The Web site at the heart of a legal battle between several music industry behemoths and Australian Internet service provider (ISP) ComCen was taken down this morning.
The takedown comes after Stephen Cooper, the maintainer of the Web site www.mp3s4free.net, gave undertakings to the Federal Court in Sydney on Friday that he would remove the Web site. On Tuesday last week, several music companies took Cooper and ComCen to court over alleged copyright infringements, the first time an ISP has been named as a respondent in such a case.
"We're pleased that it's come down, we asked them to take it down and it's come down," Michael Williams, a lawyer for Gilbert and Tobin who is representing the music companies told ZDNet Australia .
ComCen had refused to remove the site, claiming that since no music files were located on the servers which hosted the site, the mp3s4free.net site was analogous to a directory such as Yahoo.

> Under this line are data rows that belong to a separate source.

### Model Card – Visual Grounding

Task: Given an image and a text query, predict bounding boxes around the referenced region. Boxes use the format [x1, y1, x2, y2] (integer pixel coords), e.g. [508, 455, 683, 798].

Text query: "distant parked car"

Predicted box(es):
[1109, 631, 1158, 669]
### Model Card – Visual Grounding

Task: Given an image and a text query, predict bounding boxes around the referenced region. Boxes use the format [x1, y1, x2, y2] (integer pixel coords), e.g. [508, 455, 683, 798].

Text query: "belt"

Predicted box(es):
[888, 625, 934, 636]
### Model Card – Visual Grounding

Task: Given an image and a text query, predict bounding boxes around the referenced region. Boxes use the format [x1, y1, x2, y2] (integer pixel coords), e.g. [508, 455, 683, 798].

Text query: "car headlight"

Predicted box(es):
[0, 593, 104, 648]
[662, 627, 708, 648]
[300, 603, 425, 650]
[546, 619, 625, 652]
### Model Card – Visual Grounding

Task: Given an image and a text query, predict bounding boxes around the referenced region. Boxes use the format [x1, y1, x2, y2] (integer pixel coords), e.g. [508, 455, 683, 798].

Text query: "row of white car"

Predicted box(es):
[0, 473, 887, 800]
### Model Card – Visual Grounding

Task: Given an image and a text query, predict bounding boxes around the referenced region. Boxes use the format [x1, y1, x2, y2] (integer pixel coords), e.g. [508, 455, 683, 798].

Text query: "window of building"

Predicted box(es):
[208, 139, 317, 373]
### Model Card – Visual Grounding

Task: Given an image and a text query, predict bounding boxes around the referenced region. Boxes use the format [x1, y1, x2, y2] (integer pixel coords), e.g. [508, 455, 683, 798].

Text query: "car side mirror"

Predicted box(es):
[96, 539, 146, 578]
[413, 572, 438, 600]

The parties were due to appear before Justice Brian Tamberlin in court in Sydney tomorrow to debate whether the site should be removed while the case was being heard. As at early afternoon today, that hearing was scheduled to proceed. Regardless, the legal action seeking civil damages against both Cooper and Comcen will continue, according to Williams.
At the heart of the matter is the question of whether linking to copyright infringing material from a Web page is itself an infringing act. The legislation in question was introduced in the Copyright Amendment (Digital Agenda) Act 2000, which is due for review in March next year.

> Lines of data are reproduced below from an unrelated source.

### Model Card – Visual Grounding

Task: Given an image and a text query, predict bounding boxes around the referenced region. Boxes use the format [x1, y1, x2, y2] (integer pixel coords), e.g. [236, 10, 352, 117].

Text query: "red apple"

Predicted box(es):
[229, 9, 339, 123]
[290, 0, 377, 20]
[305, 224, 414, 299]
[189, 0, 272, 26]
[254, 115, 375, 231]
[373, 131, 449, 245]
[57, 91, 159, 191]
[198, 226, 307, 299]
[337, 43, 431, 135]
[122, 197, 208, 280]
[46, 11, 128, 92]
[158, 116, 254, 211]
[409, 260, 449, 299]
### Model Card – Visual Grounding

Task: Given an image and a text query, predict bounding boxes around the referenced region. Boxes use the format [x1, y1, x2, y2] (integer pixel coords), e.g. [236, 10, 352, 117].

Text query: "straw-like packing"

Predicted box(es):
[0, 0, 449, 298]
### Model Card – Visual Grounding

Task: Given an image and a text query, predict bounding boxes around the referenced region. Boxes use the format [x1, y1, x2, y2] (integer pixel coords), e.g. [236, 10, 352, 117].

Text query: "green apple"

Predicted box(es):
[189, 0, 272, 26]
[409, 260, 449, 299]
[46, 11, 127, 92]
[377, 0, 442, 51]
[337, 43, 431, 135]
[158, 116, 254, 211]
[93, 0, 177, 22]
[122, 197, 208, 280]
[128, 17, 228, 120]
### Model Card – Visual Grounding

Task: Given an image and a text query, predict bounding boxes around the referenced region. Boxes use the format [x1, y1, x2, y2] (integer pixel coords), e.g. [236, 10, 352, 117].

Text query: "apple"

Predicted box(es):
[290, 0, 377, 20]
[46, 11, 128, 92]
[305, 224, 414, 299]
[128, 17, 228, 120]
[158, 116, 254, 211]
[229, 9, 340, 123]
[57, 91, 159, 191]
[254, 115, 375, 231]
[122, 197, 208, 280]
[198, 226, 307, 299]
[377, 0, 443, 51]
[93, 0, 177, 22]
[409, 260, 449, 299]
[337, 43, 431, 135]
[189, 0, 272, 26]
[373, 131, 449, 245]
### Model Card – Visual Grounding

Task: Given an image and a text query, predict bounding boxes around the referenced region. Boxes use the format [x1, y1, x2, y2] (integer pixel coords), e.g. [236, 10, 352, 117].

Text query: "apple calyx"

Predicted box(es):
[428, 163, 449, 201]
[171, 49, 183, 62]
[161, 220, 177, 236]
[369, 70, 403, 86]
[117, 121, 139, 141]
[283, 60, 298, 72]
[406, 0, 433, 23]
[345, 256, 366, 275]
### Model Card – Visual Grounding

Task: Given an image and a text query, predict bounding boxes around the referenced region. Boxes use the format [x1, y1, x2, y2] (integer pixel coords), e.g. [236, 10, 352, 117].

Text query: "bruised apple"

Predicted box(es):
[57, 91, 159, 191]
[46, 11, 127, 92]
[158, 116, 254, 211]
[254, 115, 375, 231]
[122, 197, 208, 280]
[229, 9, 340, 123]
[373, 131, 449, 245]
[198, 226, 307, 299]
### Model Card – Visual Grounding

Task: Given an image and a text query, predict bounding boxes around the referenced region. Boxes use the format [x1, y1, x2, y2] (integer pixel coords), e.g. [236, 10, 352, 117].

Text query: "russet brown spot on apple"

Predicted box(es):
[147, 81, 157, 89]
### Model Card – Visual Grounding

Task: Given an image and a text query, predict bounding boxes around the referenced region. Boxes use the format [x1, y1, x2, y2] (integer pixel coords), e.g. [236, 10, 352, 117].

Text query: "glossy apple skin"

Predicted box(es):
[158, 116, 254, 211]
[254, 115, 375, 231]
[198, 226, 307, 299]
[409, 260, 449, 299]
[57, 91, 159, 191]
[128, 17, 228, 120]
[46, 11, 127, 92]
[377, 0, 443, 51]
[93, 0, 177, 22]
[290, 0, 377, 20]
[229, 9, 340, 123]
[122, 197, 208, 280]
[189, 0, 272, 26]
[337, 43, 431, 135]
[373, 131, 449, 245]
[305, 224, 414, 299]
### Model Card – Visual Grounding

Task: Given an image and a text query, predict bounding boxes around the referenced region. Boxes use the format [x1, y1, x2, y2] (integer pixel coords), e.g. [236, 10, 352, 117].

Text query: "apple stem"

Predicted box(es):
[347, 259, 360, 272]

This Act laid a technology-neutral exclusive right of communication to the public, and the case will come down to how this is interpreted in a court of law.
If the music companies are successful in suing ComCen, more lawsuits are likely to follow, the director of Music Industry Piracy Investigations (MIPI) director Michael Speck told ZDNet Australia . He also indicated the music industry would lobby the government to introduce legislation regulating ISPs, and claimed that self-regulation would not work. He compared the current situation with the banks attempting to self-regulate cash transactions in the 1970s and 80s to prevent money laundering -- an unsuccessful effort which saw government intervention through the introduction of legislation.